OBJECTIVE: Dramatic increases in lengths of stay for general hospital
psychiatric patients in New York City in recent years have raised
speculation that general hospitals are assuming a large responsibility for
care of the chronically mentally ill. This study examines changes in
utilization patterns and patient characteristics to assess whether such a
trend is occurring. METHOD: The authors obtained discharge abstract data
for all New York City general hospital adult psychiatric patients in 1985
and 1988 as well as utilization data from the public general hospital
system for 1977-1989. Three measures of chronicity were chosen: hospital
stays longer than 60 days, discharges to long- term care, and three or more
admissions per year. Data on psychiatric diagnoses and comorbid diagnoses
for chronically ill patients were also reviewed.
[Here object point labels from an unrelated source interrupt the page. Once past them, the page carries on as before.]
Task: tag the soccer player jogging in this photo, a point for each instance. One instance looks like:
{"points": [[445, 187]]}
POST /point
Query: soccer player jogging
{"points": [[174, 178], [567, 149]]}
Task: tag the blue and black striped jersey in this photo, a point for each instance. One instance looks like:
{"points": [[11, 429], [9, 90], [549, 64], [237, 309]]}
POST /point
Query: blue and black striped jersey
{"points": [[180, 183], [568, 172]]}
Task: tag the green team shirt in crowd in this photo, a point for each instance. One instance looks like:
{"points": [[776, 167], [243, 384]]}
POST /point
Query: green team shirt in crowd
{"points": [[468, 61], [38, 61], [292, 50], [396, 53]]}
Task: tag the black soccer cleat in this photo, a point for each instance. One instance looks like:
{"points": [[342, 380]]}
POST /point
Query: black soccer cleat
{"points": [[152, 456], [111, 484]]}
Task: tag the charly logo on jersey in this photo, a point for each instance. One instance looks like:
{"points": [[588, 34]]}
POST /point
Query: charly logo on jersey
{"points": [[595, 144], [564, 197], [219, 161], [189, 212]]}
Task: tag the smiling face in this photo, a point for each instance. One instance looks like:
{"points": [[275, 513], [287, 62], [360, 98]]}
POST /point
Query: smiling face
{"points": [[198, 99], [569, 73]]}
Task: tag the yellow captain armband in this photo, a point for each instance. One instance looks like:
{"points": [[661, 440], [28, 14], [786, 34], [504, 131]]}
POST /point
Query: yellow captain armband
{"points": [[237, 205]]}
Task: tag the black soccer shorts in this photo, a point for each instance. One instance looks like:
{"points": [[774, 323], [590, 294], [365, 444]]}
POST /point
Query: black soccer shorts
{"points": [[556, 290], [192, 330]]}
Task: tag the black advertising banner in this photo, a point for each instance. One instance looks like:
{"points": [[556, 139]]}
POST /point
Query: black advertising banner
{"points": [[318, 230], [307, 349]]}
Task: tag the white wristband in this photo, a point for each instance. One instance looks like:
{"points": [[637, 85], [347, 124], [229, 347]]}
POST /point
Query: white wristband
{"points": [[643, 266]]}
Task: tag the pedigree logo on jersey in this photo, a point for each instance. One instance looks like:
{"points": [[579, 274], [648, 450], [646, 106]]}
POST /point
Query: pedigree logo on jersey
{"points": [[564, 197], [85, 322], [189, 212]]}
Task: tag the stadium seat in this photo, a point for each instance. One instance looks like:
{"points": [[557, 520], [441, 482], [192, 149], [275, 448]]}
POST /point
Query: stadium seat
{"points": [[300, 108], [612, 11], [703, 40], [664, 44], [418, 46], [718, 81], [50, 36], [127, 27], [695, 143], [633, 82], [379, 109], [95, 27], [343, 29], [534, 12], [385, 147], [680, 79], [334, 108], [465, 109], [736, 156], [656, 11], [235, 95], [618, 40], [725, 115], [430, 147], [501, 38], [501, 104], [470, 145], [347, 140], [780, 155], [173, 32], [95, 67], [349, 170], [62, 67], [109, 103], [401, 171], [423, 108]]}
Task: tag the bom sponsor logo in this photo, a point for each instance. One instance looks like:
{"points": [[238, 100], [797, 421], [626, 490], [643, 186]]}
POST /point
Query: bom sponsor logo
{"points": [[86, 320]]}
RESULTS: The mean length
of stay of psychiatric patients in general hospitals has increased
substantially in recent years and nearly tripled in the public hospitals
during 1977-1989. Between 1985 and 1988, citywide increases were due
largely to a growing proportion of patients with very long stays. Patients
with stays longer than 60 days accounted for 35% of all inpatient days in
1988, compared with 27% in 1985. Patients with chronic illness accounted
for half of all days in 1988, compared with 38% in 1985. CONCLUSIONS:
Although many factors have contributed to these trends, the leading cause
has been reimbursement policies favoring short-term inpatient care.
Improving accountability for community treatment programs will be the key
to redirecting funding priorities and creating more appropriate
alternatives for the chronically mentally ill.